La bronchoconstriction induite par l’exercice est caractérisée par des symptômes d’asthme ou de toux qui surviennent généralement dans les 10 à 15 minutes après l’activité physique, rarement pendant l’exercice. Les symptômes disparaissent dans un temps variable dans l’heure qui suit la fin de l’exercice. La bronchoconstriction induite par l’exercice est ressentie par la plupart des enfants asthmatiques et n’est pas associée à des symptômes anaphylactiques ou à un apport alimentaire. La valeur diagnostique des antécédents médicaux pour identifier les personnes souffrant de bronchoconstriction induite par l’exercice est médiocre. Hallstrand et coll. a constaté que 12% des enfants ayant des antécédents de bronchoconstriction induite par l’exercice et 8,7% de ceux sans antécédents avaient des résultats positifs aux tests d’exercice. Par conséquent, le diagnostic de bronchoconstriction induite par l’exercice doit être basé sur les résultats du test de défi à l’exercice.. Un test d’exercice positif est défini comme un pourcentage maximal de baisse du VEMS ≥15% par rapport à la valeur initiale. Le test d’exercice peut être influencé par le type d’exercice, les conditions environnementales, l’heure de la journée et la santé de l’enfant (infections, allergies, médicaments).
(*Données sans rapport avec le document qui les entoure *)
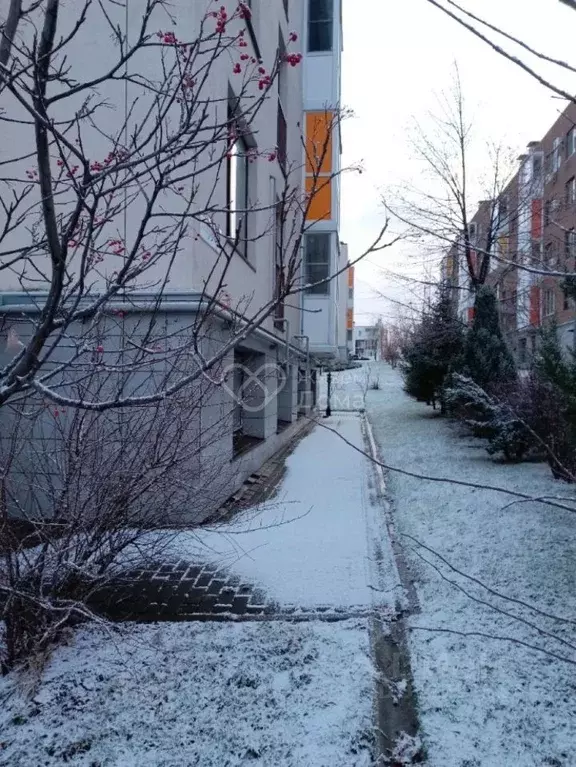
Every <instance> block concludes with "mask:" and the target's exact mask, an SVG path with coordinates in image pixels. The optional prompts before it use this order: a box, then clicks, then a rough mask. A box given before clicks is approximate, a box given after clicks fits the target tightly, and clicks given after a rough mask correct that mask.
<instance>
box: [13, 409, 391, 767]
mask: <svg viewBox="0 0 576 767" xmlns="http://www.w3.org/2000/svg"><path fill="white" fill-rule="evenodd" d="M325 423H327V425H329V426H330V428H333V429H335V430H336V431H337V432H339V433H340V434H342V435H343V436H344V437H345V438H346V439H348V440H349V441H351V442H352V443H353V444H355V445H357V446H358V447H360V448H363V447H364V443H363V438H362V431H361V419H360V417H359V416H358V415H356V414H353V413H346V414H342V415H341V414H338V415H335V416H334V417H333V418H331V419H327V420H326V421H325ZM372 483H373V466H372V465H371V463H370V462H369V461H368V460H367V459H366V458H365V457H363V456H362V455H360V454H359V453H358V452H357V451H355V450H353V449H352V448H350V447H349V446H348V445H346V444H345V443H344V442H343V441H342V440H341V439H340V438H339V437H338V436H337V434H334V433H333V432H331V431H328V430H327V429H324V428H322V427H321V426H317V427H316V428H315V430H314V431H313V432H312V433H311V434H310V435H309V436H307V437H306V438H305V439H304V440H303V441H302V442H301V443H300V444H299V445H298V446H297V448H296V450H295V452H294V453H293V454H292V455H291V456H290V457H289V459H288V463H287V472H286V475H285V477H284V480H283V482H282V484H281V487H280V488H279V491H278V495H277V497H276V498H275V499H274V501H273V502H271V503H270V504H268V505H267V506H266V507H264V508H263V509H258V510H252V511H251V512H249V513H248V514H246V515H245V516H243V517H242V518H240V519H238V520H236V521H235V522H233V523H232V524H227V525H225V526H221V527H220V528H219V529H218V530H214V531H209V530H200V531H196V532H195V533H180V534H178V535H177V536H176V539H175V540H174V541H173V542H172V544H171V547H172V548H171V551H170V552H168V551H167V555H168V554H170V555H171V558H172V559H174V558H183V559H185V560H186V561H189V562H208V561H211V562H214V563H217V564H218V565H219V566H225V567H227V568H228V570H229V572H230V573H231V574H235V575H239V576H241V577H242V579H245V580H246V581H248V582H249V583H253V584H257V585H259V586H260V587H261V588H262V589H263V590H264V591H265V592H266V594H267V597H268V599H272V600H275V601H277V602H278V604H279V605H281V606H295V607H297V608H298V607H300V608H305V609H306V610H307V611H310V610H312V611H314V609H315V608H317V607H326V606H328V607H331V608H333V611H334V612H339V613H340V616H339V617H342V618H344V620H339V621H336V622H321V621H316V620H311V621H304V622H301V623H297V622H296V623H290V622H287V621H285V620H281V619H278V620H273V621H272V620H270V621H268V620H262V621H254V622H237V623H236V622H234V623H232V622H229V623H212V622H202V623H183V622H182V623H162V624H155V625H137V624H125V625H124V626H123V627H122V632H121V633H120V634H114V635H111V634H110V633H102V630H101V629H98V628H97V627H95V626H91V627H86V628H84V629H82V630H80V631H79V632H78V633H76V634H75V635H74V636H73V638H72V639H71V643H70V645H69V646H66V647H62V648H60V649H58V650H57V651H56V652H55V654H54V656H53V657H52V659H51V660H50V662H49V664H48V667H47V668H46V669H45V671H44V672H43V674H42V675H41V677H40V679H39V680H38V679H37V680H34V681H36V684H37V687H36V688H35V689H33V691H32V693H31V694H30V690H29V689H27V686H26V685H25V684H23V682H22V680H20V681H19V680H18V677H17V676H16V675H11V676H9V677H5V678H3V679H1V678H0V765H10V767H40V765H46V766H47V767H52V766H54V767H56V766H57V765H58V767H59V766H60V765H64V764H66V765H68V764H70V765H82V766H83V767H108V766H113V765H116V766H117V767H180V766H181V767H192V766H194V767H195V766H196V765H198V767H235V765H254V766H255V767H257V766H258V765H260V766H261V767H368V765H373V763H374V761H373V754H372V753H371V751H372V749H371V746H372V744H373V741H374V729H373V728H374V695H375V670H374V667H373V665H372V661H371V660H370V639H369V631H368V622H369V620H370V618H369V614H370V611H371V609H372V607H373V606H374V602H376V603H377V605H378V607H380V608H384V610H386V608H387V607H389V608H390V610H392V609H393V603H394V595H395V593H396V592H397V589H398V574H397V571H396V569H395V567H394V563H393V558H392V555H391V551H390V547H389V546H388V545H387V542H386V540H385V538H384V532H383V531H384V526H383V524H382V511H381V508H379V507H378V506H377V505H376V504H375V503H374V502H373V499H372V493H373V490H372V488H371V485H372ZM375 542H376V543H377V544H378V557H375V556H374V551H373V549H374V543H375ZM376 560H378V566H376ZM380 597H383V598H382V599H381V598H380ZM379 614H380V616H381V617H382V615H383V613H382V612H381V611H380V612H379ZM347 616H348V617H347ZM351 616H355V617H351ZM358 616H361V617H358ZM29 686H30V685H29V684H28V687H29Z"/></svg>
Les troubles suivants doivent également être considérés comme un diagnostic alternatif lorsque des symptômes surviennent pendant l’exercice: syndrome d’hyperventilation, crises de panique ou vasovagales, dysfonctionnement des cordes vocales. Les crises d’angioedème héréditaires peuvent parfois être associées à l’exercice, mais elles ne sont pas causées par la prise alimentaire et se produisent également au repos. Dans les maladies cardiaques ou les troubles neurologiques, un collapsus peut survenir pendant l’activité physique mais n’est pas associé à des symptômes anaphylactiques. Les patients atteints d’urticaire froide peuvent développer des symptômes d’EIA lorsqu’ils pratiquent l’exercice dans un environnement froid. L’allergie alimentaire non dépendante de l’exercice est exclue par un résultat de test negative négatif à un aliment préalablement toléré. Dans certains cas, un test de défi alimentaire oral est nécessaire.

Prise en charge

Les patients atteints d’EIA et leurs familles doivent être éduqués pour prévenir d’autres attaques en évitant les déclencheurs pertinents. Chez les enfants atteints de FDEIA, l’activité physique n’est autorisée qu’après au moins 4 h après l’ingestion de la nourriture coupable. La nourriture doit également être évitée pendant 1 h après l’exercice. La participation des enfants atteints de FDEA à l’activité physique devrait être encouragée car elle a un effet positif sur leur bien-être physique et social. Il a été sporadiquement rapporté que certains patients répondent à un traitement prophylactique avec du cromoglycate de sodium, des antihistaminiques H2, des modificateurs de leucotriène, des stéroïdes ou du bicarbonate de sodium. Cependant, il n’existe pas de preuves suffisantes pour recommander systématiquement des médicaments préventifs. Un autre point est que les patients et les soignants devraient être informés de reconnaître et de traiter les épisodes, car les parents sont souvent incapables de planifier l’effort chez les enfants. Un plan d’action d’urgence personnalisé et écrit pour l’anaphylaxie devrait être fourni. Les patients ou les soignants doivent toujours garder l’épinéphrine auto-injectable disponible et doivent être informés de la façon de l’utiliser. Chaque année, le plan d’action ainsi que l’utilisation pratique de l’épinéphrine devraient être revus. Tous les patients à risque ne doivent jamais faire de l’exercice seul, mais toujours avec une personne formée au traitement des réactions anaphylactiques. Les patients doivent être capables de reconnaître les symptômes prodromiques et les manifestations anaphylactiques. À la première apparition de symptômes, l’effort doit être interrompu. Le sujet doit être placé en décubitus dorsal et l’épinéphrine auto-injectable suivie d’antihistaminiques H2 et de stéroïdes doit être administrée rapidement. Le patient en décubitus dorsal doit être rapidement transporté à l’hôpital.